As the Department Chair of Political Science, Economics, Criminal Justice and Chicano studies, Kathy Oborn spent over thirty years as both a student and teacher at Pierce College.
Born in Woodland Hills, Oborn graduated High School in 1972 and worked at a Los Angeles bank for several years. Oborn went on to serve as an officer with the Los Angeles Police Department from 1983 to 1990.
In 1981, Oborn worked in different offices on campus, and was the Ethnic Center coordinator. As coordinator, she set up different activities for various ethnic groups on campus, such as Black History Month events.
It wasn’t until a fellow classmate told Oborn she’d make a great police officer that she actually considered the criminal justice field. At 29 years old with four children, she had her first experience with the law and decided to join the police.
Oborn completed a six-month program at the original Police Academy located by Dodger Stadium and had her first job at the 1984 Olympics. She then worked in Administrative Vice & Narcotics until an injury placed her back in school.
When she recalled her most memorable moment as a police officer, Oborn spoke about a heroin-addicted teenager who she advised to get help when she wrote his report. Months later, the teenager approached Oborn on the street to thank her for her encouragement to make a change.
When Oborn reflected on why she became a police officer, she said it was the desire was to help others.
“ I wanted to make a difference, although it is hard because not everyone wants to help,” Oborn said.
Oborn stressed the importance of how she wanted her children to grow up in a house and wanted to attain a better lifestyle. The only way to do that was to attend Pierce College and get a degree.
As a student at Pierce, Oborn was heavily involved in many school activities, such as the Student Senate and Club Council, and she was also elected student vice president.
In 1992, she received a bachelor’s degree in sociology in from California State University, Northridge.

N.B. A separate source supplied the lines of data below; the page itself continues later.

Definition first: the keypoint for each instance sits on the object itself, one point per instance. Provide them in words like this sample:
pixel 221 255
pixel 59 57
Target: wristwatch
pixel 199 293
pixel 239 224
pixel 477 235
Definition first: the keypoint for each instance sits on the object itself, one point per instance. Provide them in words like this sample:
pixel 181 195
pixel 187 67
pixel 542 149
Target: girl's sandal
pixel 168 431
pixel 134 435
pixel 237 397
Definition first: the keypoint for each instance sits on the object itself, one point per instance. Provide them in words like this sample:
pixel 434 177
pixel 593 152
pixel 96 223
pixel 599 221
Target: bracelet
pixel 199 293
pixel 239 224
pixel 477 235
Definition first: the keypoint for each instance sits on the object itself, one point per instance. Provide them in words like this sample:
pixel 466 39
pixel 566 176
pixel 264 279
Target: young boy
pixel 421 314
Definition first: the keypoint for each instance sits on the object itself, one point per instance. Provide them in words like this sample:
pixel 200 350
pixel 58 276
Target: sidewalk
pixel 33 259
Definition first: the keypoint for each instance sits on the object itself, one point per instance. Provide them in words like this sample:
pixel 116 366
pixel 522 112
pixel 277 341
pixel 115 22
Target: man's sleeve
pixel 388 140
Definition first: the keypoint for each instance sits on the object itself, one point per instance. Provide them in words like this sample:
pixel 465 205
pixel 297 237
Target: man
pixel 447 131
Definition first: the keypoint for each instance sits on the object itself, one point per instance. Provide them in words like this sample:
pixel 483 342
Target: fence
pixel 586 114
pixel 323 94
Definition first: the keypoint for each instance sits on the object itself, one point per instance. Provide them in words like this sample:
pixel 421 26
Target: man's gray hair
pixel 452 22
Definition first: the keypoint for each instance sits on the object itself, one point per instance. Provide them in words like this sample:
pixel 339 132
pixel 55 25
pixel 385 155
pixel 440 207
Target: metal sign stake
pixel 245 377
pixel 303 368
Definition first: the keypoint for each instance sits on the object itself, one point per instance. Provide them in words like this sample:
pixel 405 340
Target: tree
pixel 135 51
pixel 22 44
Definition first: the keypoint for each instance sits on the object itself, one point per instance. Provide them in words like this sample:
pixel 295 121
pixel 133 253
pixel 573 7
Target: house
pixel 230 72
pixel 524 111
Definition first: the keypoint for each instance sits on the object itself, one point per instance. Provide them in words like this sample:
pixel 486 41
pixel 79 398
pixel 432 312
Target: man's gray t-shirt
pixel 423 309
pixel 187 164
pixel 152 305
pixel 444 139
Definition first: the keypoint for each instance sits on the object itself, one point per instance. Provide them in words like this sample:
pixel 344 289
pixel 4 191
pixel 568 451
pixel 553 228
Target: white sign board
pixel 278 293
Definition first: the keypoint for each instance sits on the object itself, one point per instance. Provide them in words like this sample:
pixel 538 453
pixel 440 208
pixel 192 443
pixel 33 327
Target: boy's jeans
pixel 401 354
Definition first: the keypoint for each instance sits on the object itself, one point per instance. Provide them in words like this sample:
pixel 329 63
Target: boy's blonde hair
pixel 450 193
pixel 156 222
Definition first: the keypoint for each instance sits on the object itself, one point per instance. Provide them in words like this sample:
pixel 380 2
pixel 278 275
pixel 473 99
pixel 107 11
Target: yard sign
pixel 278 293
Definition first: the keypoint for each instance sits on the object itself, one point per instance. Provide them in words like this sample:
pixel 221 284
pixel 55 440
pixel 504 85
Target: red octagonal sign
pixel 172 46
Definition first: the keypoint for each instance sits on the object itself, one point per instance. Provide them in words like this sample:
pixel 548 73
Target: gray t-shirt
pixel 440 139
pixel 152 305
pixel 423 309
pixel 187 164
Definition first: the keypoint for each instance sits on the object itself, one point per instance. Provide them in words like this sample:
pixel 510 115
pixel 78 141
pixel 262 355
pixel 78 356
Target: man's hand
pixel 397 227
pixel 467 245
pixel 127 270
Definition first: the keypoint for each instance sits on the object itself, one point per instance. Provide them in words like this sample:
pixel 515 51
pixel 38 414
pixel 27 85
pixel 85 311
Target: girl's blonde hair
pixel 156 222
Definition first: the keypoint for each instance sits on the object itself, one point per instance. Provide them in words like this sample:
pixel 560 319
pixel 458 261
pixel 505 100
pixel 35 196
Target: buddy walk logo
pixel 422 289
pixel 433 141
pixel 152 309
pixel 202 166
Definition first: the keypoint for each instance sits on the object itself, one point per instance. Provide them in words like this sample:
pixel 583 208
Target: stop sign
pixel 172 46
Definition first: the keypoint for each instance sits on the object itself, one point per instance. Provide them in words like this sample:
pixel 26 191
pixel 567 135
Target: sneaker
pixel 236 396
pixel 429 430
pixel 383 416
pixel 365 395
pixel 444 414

Oborn’s hunger for education didn’t end there. In 1994, she received a master’s in educational psychology and counseling, as she wanted to become a counselor and return to Pierce College to “give back and allow students to have the great experience she had.”
While she pursued her degree, Oborn worked in the Outreach Program and Training Partnership Act Program at Pierce College for four years. She worked with people who had lost their jobs and helped them learn skills to attain new ones.
Hired as Dean of Student Services in 1994, Oborn served in this position for eight years. She oversaw the Associated Students Organization and was the international student advisor.
“Before 9/11, we had over 600 international students and had an incredible program,” Oborn said.
Passionate about all things criminology, Oborn took pride in the courses offered at Pierce.
“We have one of the best criminal justice programs as we have great faculty, a judge who is a superior court judge, a deputy district attorney and a couple lawyers,” Oborn said.
Oborn emphasized the importance of responsibility to the police department.
“They look for people with strong integrity, good work habits and skills, honesty, humble, and trustworthy,” Oborn said.
Oborn is a mother to seven children who range from 24 to 39 years old. One of her sons joined the Marines and fought in the Fallujah War in Iraq. Oborn described the time as “ tough.”
“It wasn’t fun, but he made it back safe,” Oborn said.
Oborn gave thanks Pierce College for where she is today. She’s the chair of four different disciplines and became the president of the Pierce Academic Senate when the previous president moved to New York.
“We’re an academic program,” said Oborn, as she discussed the criminology courses at Pierce. “We’re not a career and technical education program, because to be a police officer, you have to make it through a police academy.”
Kim Rich, A Criminal Justice Professor at Pierce College said “I’ve known her since 2008, she hired me.”
“As a department chair she’s been very good to me, very accommodating and is very supportive of the department, the disciplines and the people,” Rich said. “Students often tell me how much they love her and her classes.”
Oborn spoke about her annoyance at the thought of classes being non-transferable and took the old criminal justice classes and ensured they were Cal State-transferable so students wouldn’t waste time or money.
Oborn had experienced that in the past when transferring her credits to a four-year college.
“Our program is different from most because we look at the psychology of the criminal justice system, meaning the ‘three Cs – Cops, Courts and Corrections,’” Oborn said.
Within the past eight years, 16 students have ended up at law schools to further their educations, and others in various different areas such as social work, private security, or working at the DMV.
“She seems to care a lot about her students, and lets us know how she can help us out. She’s a professor who is really interested in our education and how we are treated as students,” said Octavio Sanchez, a student of Oborn’s administration of justice class.
When asked why students should consider the criminal justice field, Oborn said that it is a study that continues to constantly evolve.
“The Criminal Justice world is so similar to that of journalism, it’s always changing, and there’s always something new,” Oborn said.